UiPath Inc. (NYSE: PATH) has faced a 27% decline in share price year-to-date, reflecting growing investor caution, particularly as the demand for enterprise AI solutions increases. In the first quarter of fiscal 2027, the company reported revenues of $297.6 million, a 17% increase from the previous year, alongside a non-GAAP operating income of $92 million, indicating a 22% operating margin.
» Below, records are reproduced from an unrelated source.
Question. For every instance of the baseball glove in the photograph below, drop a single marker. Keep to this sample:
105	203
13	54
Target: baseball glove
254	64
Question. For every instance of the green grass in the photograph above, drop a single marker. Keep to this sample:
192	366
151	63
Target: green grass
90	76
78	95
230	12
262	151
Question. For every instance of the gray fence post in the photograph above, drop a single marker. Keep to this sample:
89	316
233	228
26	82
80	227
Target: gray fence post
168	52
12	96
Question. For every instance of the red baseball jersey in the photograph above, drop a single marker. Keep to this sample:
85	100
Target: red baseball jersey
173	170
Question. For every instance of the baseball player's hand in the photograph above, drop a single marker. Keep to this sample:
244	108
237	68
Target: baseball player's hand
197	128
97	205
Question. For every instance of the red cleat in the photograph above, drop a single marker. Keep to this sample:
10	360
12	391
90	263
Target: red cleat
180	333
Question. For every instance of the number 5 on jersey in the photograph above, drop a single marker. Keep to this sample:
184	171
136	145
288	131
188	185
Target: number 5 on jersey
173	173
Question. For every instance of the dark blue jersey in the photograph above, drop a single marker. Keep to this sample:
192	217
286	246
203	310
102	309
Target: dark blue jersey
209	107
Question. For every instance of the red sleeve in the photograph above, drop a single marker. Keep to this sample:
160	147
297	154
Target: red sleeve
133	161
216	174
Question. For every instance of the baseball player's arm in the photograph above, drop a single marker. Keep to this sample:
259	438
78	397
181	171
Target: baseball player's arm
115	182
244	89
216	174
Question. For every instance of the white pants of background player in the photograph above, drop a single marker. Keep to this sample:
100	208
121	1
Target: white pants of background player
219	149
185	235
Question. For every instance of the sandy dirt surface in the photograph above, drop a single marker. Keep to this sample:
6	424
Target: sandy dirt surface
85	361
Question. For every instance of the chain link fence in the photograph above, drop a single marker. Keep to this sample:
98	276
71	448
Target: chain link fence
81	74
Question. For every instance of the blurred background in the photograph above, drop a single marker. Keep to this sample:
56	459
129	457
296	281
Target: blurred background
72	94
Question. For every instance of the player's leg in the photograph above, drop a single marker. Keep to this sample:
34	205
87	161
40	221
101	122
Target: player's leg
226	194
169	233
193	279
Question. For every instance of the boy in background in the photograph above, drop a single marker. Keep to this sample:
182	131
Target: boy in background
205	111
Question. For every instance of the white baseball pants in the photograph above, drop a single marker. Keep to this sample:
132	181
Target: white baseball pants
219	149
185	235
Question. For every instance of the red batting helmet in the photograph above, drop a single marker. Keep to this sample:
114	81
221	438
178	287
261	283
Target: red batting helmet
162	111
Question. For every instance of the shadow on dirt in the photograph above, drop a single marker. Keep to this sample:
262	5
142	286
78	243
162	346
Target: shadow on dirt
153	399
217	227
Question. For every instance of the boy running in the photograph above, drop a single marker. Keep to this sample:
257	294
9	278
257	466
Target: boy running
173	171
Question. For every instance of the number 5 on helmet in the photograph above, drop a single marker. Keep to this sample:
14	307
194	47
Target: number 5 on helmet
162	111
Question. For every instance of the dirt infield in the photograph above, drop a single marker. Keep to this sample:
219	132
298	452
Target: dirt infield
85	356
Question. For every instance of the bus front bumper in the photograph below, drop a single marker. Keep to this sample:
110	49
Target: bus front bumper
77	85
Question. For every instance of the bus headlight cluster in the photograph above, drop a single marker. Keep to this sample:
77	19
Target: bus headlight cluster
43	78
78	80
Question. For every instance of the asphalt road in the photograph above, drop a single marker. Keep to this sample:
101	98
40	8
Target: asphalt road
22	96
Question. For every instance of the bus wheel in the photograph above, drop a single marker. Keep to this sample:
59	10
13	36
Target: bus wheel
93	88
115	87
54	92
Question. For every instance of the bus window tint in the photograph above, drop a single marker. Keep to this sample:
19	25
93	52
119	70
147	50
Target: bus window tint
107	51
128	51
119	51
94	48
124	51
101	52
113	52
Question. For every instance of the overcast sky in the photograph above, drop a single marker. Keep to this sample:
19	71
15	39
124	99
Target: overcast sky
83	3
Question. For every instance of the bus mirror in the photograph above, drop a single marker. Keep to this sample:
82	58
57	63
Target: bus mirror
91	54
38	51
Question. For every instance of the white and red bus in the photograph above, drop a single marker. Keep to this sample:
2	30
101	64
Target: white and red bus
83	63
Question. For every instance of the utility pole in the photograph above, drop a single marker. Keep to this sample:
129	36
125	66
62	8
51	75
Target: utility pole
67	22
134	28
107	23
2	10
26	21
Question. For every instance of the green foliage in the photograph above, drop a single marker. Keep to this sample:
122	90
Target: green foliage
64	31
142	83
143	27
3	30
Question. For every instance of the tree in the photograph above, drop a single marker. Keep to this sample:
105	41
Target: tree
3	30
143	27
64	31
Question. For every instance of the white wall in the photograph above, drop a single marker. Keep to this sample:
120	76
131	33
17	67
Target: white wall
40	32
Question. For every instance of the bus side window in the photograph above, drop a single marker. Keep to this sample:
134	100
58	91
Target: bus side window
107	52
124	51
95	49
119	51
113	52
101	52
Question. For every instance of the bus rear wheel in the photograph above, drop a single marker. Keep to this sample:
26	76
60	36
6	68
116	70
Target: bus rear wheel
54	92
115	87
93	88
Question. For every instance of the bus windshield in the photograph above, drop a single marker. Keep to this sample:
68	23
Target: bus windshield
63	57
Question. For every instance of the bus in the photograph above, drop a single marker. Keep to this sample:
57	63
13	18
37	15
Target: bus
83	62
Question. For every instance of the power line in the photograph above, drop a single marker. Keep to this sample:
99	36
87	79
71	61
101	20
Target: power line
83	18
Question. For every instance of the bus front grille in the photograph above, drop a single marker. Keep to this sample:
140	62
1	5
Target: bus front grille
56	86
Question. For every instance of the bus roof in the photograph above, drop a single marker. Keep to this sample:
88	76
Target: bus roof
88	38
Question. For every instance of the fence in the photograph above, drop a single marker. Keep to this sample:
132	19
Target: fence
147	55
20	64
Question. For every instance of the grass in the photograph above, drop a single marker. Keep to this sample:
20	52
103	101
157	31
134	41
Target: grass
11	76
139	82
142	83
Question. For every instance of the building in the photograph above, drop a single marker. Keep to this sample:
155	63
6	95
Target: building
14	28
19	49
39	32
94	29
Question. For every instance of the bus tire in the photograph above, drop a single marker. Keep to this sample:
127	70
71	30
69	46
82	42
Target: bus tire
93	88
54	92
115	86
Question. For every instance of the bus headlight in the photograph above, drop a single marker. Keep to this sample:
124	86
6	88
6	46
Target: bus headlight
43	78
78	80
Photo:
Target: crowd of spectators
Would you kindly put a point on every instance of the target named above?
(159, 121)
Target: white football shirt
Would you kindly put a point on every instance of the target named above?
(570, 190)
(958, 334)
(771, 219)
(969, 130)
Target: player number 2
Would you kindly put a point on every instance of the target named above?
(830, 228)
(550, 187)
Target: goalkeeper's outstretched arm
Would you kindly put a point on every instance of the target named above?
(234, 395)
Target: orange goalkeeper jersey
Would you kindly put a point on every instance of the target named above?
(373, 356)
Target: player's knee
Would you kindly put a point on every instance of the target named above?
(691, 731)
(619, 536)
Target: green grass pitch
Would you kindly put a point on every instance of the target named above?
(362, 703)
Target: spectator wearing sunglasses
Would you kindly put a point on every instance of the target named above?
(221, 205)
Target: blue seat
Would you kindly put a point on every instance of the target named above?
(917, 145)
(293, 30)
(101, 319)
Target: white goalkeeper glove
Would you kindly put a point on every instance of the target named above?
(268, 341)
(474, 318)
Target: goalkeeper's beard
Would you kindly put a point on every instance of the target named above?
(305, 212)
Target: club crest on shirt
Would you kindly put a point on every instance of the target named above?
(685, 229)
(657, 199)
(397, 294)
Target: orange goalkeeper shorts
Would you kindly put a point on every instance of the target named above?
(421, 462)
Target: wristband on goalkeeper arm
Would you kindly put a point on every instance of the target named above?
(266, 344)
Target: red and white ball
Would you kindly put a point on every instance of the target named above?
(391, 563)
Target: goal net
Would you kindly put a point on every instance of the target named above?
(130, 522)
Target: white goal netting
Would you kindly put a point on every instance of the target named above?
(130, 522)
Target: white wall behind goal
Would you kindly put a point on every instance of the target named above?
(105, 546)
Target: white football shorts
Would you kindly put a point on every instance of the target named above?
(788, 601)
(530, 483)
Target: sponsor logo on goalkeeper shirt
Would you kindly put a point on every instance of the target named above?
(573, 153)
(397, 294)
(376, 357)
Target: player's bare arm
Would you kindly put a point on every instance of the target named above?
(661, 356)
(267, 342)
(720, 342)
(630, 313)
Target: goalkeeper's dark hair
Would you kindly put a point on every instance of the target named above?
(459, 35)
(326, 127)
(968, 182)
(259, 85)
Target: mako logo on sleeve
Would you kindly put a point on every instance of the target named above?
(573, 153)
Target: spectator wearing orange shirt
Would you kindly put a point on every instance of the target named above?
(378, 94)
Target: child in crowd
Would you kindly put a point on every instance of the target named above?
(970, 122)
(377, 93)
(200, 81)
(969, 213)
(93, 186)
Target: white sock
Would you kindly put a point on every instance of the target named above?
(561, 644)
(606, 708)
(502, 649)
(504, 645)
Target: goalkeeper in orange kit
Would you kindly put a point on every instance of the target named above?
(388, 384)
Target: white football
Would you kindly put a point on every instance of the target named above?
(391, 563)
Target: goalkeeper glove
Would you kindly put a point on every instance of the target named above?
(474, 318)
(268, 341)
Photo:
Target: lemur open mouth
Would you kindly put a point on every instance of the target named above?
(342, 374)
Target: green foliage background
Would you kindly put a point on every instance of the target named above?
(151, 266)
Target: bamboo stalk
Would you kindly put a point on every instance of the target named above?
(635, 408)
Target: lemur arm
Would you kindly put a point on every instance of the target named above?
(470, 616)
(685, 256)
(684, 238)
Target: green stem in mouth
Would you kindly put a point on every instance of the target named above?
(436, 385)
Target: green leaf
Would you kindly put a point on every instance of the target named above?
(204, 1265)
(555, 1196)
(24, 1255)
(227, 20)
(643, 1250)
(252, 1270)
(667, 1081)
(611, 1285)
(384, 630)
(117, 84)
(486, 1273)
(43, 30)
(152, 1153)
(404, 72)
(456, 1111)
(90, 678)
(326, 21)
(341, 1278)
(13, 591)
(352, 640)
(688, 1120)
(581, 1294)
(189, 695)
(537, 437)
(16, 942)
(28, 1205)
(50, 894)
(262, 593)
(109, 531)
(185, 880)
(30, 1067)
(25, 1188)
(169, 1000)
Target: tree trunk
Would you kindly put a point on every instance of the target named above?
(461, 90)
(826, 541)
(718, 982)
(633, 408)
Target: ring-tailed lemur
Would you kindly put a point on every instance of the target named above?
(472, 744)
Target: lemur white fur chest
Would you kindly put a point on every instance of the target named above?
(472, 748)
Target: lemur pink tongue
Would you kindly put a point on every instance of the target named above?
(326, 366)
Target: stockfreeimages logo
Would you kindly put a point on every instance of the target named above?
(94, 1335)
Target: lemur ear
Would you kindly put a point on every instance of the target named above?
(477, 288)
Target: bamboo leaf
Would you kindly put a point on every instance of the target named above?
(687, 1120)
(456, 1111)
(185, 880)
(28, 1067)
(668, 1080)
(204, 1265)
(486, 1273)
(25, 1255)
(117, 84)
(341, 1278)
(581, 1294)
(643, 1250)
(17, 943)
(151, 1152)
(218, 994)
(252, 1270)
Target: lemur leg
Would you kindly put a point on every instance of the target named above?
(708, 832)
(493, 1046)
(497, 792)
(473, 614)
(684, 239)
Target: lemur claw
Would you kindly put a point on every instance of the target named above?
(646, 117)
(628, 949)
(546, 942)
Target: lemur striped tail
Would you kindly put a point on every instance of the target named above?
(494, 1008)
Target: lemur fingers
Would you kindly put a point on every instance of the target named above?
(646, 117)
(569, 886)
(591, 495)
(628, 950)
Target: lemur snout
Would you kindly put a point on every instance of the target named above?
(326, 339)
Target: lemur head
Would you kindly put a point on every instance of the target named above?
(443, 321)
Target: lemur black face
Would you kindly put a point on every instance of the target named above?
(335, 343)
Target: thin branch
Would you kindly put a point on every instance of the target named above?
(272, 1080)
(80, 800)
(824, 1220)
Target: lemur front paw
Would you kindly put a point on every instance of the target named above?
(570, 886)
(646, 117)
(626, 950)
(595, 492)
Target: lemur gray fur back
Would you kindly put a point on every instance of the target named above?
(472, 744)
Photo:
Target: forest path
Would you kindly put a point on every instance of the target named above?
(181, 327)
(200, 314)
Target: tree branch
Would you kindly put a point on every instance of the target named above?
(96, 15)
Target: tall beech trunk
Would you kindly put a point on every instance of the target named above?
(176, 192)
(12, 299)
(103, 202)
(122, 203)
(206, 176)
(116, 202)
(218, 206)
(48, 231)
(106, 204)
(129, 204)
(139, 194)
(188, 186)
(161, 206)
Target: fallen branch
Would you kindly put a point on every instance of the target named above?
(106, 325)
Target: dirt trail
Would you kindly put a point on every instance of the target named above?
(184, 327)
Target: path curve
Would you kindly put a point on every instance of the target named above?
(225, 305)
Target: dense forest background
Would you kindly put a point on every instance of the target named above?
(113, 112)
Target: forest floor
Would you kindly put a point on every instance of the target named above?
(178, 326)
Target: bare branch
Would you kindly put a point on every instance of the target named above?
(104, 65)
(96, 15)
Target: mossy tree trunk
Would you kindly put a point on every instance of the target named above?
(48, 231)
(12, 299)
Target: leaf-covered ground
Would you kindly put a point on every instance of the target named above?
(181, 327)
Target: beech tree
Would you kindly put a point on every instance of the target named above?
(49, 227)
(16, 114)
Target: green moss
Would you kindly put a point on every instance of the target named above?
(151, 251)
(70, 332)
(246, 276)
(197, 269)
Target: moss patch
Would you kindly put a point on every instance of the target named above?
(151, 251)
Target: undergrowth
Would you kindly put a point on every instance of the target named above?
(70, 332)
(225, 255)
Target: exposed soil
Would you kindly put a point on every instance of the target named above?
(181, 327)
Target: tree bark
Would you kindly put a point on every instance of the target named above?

As UiPath transitions from traditional robotic process automation to a comprehensive enterprise AI orchestration platform, it is focusing on enhancing profitability and cash flow. The company generated $132 million in operating cash flow during the quarter and expects revenues for the second quarter of fiscal 2027 to reach $397.6 million, representing a 9.9% year-over-year growth. However, analysts project a 6.7% decline in earnings per share for this period, indicating mixed outlooks amid a competitive landscape that includes major players like Microsoft and ServiceNow.
The Zacks Consensus Estimate forecasts fiscal 2027 earnings to increase by 8.3% and revenue to grow by 10.4%. While the company shows long-term potential in enterprise AI, many monetization opportunities remain in nascent stages, causing investors to adopt a cautious stance. As such, UiPath holds a Zacks Rank #3 (Hold).